An autonomous system for exploring the solar system’s smaller members, such as moons and asteroids, could bring us closer to a human mission to Mars.

Stanford researchers, in collaboration with NASA’s Jet Propulsion Laboratory and the Massachusetts Institute of Technology, have designed a robotic platform that could take space exploration to new heights.

The mission proposed for the platform involves a mother spacecraft deploying one or several spiked, roughly spherical rovers to the Martian moon Phobos. Measuring about half a meter wide, each rover would hop, tumble and bound across the cratered, lopsided moon, relaying information about its origins, as well as its soil and other surface materials.

Developed by Marco Pavone, an assistant professor in Stanford’s Department of Aeronautics and Astronautics, the system relies on a synergistic relationship between the mother spacecraft, known as the Phobos Surveyor, and the rovers it houses, called “hedgehogs.” The Phobos Surveyor, a coffee-table-sized vehicle flanked by two umbrella-shaped solar panels, would orbit around Phobos throughout the mission. The researchers have already constructed a prototype.

The Surveyor would release only one hedgehog at a time. Together, the mothership and hedgehogs would work together to determine the hedgehog’s position and orientation. Using this information, they would map a trajectory, which the mother craft would then command the hedgehog to travel.

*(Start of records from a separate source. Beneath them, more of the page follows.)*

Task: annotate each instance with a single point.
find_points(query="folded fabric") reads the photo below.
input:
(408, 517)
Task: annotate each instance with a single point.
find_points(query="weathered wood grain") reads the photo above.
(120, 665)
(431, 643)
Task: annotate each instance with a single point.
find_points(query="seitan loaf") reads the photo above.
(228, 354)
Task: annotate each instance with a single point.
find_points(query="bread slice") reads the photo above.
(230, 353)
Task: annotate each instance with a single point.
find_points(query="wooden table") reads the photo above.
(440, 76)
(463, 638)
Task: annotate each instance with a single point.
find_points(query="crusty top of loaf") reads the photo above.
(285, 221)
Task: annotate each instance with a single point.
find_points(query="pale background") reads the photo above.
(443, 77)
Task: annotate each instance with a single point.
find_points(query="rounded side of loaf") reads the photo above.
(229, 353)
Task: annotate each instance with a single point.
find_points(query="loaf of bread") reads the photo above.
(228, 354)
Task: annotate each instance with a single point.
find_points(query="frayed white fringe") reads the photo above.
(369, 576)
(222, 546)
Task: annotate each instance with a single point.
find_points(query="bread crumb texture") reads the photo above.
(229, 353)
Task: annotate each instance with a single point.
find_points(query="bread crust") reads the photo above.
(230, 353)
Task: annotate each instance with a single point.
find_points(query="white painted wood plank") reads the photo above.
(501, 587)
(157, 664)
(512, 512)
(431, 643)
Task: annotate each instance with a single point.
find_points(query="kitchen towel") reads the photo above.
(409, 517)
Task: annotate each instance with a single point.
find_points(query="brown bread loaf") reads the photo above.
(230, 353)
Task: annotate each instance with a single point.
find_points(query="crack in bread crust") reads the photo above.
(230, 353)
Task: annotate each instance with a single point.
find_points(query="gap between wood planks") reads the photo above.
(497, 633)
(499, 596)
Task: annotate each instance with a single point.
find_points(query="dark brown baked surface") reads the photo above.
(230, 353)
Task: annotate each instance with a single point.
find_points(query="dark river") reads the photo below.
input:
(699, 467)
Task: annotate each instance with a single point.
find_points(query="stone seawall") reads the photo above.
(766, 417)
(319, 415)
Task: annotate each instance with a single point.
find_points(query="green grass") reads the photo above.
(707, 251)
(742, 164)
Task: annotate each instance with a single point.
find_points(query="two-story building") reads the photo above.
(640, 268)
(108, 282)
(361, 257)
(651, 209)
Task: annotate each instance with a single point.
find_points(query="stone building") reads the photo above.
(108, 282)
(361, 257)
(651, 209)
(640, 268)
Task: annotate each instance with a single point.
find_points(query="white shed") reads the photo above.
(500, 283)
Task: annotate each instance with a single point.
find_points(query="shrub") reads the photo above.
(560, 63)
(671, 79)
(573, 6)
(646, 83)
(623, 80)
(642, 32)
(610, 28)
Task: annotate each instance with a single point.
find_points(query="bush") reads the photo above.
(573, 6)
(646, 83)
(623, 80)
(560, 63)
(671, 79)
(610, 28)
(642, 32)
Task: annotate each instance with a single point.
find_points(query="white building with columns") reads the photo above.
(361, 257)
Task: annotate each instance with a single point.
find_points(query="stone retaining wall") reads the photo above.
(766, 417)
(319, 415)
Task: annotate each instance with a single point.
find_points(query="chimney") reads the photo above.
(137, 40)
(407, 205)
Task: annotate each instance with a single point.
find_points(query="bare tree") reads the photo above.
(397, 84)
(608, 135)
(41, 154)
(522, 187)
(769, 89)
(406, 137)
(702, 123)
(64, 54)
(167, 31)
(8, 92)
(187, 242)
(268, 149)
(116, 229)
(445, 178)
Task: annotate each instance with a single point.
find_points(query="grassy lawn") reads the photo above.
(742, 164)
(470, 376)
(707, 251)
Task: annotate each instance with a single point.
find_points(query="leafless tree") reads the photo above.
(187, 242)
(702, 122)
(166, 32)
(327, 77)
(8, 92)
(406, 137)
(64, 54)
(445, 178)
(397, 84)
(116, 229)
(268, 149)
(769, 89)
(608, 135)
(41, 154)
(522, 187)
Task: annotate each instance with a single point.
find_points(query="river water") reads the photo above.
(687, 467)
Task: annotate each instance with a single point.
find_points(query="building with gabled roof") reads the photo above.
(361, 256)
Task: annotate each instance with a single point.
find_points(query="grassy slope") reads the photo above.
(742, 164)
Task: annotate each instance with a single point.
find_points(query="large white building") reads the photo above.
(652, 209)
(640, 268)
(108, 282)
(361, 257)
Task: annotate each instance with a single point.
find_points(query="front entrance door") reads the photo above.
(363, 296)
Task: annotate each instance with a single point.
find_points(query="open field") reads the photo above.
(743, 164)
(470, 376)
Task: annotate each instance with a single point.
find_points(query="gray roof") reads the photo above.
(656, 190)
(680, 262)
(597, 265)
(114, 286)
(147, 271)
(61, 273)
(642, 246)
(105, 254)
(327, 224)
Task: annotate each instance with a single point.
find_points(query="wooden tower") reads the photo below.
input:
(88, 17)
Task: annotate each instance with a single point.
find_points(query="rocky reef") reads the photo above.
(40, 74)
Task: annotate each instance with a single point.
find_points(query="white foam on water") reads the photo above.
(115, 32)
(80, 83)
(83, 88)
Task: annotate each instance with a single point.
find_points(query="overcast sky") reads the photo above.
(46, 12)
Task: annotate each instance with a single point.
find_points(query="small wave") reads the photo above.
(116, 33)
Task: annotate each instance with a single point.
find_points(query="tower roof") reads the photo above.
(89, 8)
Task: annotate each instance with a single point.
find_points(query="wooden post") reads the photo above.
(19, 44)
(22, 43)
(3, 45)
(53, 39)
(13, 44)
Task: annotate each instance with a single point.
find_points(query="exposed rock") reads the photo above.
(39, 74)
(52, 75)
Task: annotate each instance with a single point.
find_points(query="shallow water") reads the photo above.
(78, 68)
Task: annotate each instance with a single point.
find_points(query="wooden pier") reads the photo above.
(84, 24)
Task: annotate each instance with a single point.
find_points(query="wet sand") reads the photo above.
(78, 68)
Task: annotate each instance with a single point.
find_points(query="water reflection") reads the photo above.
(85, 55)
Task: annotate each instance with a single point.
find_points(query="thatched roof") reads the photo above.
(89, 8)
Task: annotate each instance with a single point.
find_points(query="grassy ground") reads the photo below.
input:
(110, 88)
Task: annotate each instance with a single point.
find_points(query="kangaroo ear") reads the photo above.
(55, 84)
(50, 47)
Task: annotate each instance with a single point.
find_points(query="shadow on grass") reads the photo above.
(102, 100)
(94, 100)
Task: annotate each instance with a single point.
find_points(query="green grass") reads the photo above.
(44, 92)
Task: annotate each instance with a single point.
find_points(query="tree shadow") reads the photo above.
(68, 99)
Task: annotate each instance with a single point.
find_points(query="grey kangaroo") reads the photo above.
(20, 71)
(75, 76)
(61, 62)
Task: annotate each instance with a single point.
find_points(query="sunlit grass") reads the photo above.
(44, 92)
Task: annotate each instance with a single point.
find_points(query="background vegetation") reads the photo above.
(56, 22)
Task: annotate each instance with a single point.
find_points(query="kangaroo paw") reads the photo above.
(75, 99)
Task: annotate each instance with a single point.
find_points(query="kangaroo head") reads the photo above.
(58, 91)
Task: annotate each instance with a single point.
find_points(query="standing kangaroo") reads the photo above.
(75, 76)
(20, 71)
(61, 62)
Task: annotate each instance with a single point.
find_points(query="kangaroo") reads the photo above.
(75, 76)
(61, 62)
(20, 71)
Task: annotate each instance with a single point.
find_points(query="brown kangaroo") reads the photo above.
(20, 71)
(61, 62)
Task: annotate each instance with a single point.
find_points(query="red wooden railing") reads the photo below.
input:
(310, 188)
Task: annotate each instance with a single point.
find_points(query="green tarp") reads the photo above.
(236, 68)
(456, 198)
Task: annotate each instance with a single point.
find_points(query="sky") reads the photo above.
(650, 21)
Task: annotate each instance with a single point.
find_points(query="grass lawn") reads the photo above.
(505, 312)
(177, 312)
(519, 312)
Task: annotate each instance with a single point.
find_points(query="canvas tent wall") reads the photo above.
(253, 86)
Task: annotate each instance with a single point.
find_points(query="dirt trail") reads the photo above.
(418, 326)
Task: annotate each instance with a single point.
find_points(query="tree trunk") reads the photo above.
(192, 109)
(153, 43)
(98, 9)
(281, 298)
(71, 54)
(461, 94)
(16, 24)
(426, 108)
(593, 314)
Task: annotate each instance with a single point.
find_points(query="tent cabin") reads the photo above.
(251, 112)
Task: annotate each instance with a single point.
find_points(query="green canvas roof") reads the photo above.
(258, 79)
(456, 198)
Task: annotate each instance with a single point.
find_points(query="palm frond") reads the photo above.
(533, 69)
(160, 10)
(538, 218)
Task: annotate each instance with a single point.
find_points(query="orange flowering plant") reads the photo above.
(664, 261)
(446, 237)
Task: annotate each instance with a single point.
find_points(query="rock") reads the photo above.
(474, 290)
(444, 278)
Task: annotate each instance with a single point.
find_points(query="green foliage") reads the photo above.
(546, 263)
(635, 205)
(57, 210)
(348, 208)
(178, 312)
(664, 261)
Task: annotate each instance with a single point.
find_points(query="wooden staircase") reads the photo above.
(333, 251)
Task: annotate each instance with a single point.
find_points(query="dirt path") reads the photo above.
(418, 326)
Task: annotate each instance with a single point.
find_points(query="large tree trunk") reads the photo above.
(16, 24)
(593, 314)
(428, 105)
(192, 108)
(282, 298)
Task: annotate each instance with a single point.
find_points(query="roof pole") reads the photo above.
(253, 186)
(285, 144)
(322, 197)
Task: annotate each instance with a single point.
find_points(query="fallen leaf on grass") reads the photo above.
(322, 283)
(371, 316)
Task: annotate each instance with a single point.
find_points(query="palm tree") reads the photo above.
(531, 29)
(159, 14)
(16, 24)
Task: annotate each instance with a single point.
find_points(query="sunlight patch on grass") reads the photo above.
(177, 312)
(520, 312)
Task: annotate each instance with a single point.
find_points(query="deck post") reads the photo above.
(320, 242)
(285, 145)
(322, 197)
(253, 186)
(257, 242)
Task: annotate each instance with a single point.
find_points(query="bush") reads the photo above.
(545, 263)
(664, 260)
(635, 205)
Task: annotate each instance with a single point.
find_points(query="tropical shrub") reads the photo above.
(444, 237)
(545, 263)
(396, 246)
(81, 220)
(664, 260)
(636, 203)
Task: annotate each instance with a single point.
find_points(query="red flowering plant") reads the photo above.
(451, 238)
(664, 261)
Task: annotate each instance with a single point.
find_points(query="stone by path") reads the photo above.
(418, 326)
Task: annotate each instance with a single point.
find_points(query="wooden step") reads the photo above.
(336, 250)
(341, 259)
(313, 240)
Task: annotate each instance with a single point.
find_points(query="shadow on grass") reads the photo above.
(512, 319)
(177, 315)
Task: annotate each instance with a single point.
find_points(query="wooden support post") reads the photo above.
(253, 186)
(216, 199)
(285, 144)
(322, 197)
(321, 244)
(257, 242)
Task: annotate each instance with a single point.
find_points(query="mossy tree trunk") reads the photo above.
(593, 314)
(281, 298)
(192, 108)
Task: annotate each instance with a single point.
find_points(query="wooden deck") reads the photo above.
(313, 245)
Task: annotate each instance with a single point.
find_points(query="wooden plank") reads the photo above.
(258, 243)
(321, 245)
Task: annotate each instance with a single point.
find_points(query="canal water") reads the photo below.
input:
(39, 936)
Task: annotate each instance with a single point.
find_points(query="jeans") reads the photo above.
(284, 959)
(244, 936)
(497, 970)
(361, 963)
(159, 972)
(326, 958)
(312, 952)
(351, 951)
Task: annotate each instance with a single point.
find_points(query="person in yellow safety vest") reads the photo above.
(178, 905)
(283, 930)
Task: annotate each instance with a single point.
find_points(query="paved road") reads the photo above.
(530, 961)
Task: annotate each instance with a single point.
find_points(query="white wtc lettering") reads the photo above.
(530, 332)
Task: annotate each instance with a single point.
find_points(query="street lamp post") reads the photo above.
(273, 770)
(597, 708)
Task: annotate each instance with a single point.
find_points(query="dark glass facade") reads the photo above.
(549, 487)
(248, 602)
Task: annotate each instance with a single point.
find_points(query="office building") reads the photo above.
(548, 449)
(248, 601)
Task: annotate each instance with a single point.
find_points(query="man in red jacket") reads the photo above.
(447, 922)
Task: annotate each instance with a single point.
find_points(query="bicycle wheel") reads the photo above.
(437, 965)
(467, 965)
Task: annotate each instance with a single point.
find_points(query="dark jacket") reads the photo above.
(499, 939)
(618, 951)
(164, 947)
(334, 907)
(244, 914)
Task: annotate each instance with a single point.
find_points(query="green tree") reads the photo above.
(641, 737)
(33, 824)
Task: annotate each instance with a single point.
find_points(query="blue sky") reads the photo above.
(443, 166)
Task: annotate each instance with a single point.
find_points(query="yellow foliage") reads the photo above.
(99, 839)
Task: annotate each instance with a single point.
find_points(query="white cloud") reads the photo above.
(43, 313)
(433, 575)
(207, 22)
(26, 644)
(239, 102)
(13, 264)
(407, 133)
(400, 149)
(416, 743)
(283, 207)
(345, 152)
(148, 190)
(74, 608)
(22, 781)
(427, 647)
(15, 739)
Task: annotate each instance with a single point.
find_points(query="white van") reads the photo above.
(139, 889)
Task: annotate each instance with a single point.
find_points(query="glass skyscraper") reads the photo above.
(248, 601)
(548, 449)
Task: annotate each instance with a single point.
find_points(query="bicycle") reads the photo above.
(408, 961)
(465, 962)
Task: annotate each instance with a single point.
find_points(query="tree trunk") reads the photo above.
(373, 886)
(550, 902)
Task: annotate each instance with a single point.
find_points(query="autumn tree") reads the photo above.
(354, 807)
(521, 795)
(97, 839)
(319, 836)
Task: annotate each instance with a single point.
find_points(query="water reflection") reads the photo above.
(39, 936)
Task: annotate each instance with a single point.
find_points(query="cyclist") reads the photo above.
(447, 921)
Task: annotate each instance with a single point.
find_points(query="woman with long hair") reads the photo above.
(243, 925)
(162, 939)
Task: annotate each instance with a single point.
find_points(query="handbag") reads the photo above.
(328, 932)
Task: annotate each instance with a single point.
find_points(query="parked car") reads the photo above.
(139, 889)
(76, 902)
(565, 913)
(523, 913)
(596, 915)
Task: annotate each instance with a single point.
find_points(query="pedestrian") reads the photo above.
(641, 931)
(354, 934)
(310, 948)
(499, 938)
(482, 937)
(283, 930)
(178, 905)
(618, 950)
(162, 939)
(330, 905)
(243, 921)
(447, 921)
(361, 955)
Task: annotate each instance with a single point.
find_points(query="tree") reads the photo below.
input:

In turn, the spiky explorers would relay scientific measurements back to the Phobos Surveyor, which would forward the data to researchers on Earth. Based on their analysis of the data, the scientists would direct the mothership to the next hedgehog deployment site.

An entire mission would last two to three years. Just flying to Phobos would take the Surveyor about two years. Then the initial reconnaissance phase, during which the Surveyor would map the terrain, would last a few months. The mothership would release each of the five or six hedgehogs several days apart, allowing scientists enough time to decide where to release the next hedgehog.

For many decisions, Pavone’s system renders human control unnecessary. “It’s the next level of autonomy in space,” he said.